Reachability of Nonlinear Systems with Unknown Dynamics

TL;DR

This paper presents a method to conservatively approximate the reachable set of a nonlinear system with unknown dynamics using local information and bounds on dynamics change, demonstrated on an UAV model.

Contribution

It introduces a novel approach to estimate the reachable set of systems with largely unknown dynamics from limited local data and dynamics bounds.

Findings

Successfully approximates reachable sets with limited local dynamics information

Provides conservative guarantees for system trajectories under unknown dynamics

Demonstrates applicability on a simplified UAV model

Abstract

Determining the reachable set for a given nonlinear control system is crucial for system control and planning. However, computing such a set is impossible if the system's dynamics are not fully known. This paper is motivated by a scenario where a system suffers an adverse event mid-operation, resulting in a substantial change to the system's dynamics, rendering them largely unknown. Our objective is to conservatively approximate the system's reachable set solely from its local dynamics at a single point and the bounds on the rate of change of its dynamics.
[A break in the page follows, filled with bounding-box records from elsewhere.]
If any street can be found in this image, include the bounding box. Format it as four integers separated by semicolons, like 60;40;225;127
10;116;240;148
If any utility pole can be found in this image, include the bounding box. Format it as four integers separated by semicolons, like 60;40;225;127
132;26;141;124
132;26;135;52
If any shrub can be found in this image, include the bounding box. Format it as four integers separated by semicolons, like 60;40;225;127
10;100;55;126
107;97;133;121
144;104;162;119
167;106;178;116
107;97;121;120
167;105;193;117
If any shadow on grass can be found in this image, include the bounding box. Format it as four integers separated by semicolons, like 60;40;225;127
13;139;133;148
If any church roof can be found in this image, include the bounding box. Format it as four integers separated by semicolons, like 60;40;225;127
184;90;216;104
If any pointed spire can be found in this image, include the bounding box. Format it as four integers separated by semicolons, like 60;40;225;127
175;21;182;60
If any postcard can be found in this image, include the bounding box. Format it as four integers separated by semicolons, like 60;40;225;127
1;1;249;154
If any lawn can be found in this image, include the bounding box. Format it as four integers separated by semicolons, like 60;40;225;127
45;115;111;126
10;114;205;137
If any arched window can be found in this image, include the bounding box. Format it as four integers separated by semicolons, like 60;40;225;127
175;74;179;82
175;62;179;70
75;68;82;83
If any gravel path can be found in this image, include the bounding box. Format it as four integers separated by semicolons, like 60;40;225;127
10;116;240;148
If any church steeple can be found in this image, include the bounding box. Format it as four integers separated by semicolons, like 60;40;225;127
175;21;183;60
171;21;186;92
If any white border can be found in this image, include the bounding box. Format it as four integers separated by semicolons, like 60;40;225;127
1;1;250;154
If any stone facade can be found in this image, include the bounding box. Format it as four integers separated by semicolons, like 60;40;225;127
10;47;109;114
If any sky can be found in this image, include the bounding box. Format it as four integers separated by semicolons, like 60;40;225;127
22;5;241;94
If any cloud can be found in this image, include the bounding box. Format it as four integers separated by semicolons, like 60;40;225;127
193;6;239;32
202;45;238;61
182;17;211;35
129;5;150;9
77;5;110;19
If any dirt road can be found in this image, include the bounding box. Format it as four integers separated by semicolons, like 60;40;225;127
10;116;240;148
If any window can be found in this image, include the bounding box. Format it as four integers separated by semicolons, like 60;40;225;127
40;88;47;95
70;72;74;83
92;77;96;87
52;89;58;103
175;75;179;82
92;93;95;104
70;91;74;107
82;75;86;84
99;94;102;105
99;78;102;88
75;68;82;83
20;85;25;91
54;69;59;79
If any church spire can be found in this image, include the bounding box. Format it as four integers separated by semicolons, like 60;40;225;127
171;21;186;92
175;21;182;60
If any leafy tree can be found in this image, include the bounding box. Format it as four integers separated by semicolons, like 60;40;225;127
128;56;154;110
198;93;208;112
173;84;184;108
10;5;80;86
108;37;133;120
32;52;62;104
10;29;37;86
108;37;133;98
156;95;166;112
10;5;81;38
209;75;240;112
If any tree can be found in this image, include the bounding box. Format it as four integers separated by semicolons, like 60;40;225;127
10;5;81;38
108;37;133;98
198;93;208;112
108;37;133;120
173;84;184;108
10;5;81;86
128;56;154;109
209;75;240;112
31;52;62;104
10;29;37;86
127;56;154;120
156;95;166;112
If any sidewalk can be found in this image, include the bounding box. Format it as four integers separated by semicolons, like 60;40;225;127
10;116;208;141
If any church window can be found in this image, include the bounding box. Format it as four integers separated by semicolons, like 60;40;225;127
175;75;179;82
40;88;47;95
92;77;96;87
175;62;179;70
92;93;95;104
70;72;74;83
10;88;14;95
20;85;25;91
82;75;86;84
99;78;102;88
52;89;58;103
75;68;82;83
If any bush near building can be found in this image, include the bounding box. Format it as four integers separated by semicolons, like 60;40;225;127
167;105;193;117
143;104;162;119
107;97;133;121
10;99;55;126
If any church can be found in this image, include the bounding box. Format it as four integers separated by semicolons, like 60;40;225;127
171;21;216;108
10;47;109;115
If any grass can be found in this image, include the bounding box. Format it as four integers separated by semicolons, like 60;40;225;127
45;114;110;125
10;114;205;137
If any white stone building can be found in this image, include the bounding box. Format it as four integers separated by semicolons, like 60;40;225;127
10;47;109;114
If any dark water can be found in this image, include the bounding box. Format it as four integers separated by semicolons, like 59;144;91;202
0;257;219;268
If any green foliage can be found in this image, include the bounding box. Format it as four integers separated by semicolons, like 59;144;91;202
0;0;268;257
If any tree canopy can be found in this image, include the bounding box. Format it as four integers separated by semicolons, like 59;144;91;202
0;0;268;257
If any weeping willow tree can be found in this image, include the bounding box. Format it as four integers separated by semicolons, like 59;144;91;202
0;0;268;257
We translate this knowledge about the system dynamics into an ordinary differential inclusion. We then derive a conservative approximation of the velocities available to the system at every system state. An inclusion using this approximation can be interpreted as a control system; the trajectories of the derived control system are guaranteed to be trajectories of the unknown system. To illustrate the practical implementation and consequences of our work, we apply our algorithm to a simplified model of an unmanned aerial vehicle.